Perform matrix operations on 2×2 and 3×3 matrices. Calculate determinant, inverse, transpose, addition, subtraction, and multiplication with step-by-step working shown.
2×2 determinant: det(A) = ad − bc for [[a,b],[c,d]]
2×2 inverse: A⁻¹ = (1/det(A)) × [[d,−b],[−c,a]]
Dot product: a·b = Σ(aᵢ × bᵢ) (scalar result)
Cross product: a×b = [a₂b₃−a₃b₂, a₃b₁−a₁b₃, a₁b₂−a₂b₁] (3D vector result)
For a 2×2 matrix [[a,b],[c,d]], the determinant = ad − bc.

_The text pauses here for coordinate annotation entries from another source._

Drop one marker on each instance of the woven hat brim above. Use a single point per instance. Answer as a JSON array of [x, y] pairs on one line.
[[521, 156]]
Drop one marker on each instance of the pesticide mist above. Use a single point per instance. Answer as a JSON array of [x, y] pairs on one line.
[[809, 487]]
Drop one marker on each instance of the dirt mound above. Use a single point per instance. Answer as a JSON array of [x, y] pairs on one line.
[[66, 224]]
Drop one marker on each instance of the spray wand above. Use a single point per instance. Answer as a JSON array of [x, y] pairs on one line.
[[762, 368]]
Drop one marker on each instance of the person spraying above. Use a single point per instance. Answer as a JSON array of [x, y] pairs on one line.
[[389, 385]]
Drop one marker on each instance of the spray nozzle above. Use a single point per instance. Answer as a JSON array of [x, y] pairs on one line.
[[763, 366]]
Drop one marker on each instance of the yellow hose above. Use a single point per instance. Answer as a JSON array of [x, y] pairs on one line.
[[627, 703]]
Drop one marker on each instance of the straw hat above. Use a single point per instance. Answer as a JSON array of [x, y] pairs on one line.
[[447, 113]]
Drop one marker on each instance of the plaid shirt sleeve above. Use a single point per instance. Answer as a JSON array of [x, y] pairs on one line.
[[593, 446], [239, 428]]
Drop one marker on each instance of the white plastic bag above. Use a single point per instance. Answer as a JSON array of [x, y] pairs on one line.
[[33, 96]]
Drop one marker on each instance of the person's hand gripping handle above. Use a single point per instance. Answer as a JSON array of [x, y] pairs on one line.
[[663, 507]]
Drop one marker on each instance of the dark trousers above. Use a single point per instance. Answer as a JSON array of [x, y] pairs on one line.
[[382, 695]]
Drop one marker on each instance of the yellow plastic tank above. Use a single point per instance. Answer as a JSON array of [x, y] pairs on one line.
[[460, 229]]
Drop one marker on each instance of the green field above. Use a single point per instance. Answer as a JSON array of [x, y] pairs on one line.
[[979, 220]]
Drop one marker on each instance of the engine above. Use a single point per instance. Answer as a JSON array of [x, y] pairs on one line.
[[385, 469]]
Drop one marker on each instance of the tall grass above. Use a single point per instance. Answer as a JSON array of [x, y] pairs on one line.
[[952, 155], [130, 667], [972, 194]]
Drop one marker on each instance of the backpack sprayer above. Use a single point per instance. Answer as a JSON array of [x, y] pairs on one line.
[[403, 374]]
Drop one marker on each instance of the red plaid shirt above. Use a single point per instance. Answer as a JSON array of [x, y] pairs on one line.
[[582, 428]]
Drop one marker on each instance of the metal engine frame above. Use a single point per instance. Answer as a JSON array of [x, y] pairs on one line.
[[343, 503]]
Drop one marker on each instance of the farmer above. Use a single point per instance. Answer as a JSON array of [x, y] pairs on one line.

The inverse of [[a,b],[c,d]] = (1/det) × [[d,−b],[−c,a]], where det = ad − bc. The inverse only exists if det ≠ 0.
A zero determinant means the matrix is singular (non-invertible) — the system of equations it represents has no unique solution.
To multiply matrix A (m×n) by matrix B (n×p), each element [i][j] of the result = the dot product of row i of A and column j of B. The number of columns in A must equal the number of rows in B.
The transpose flips a matrix over its diagonal — rows become columns and columns become rows. Element [i][j] becomes [j][i].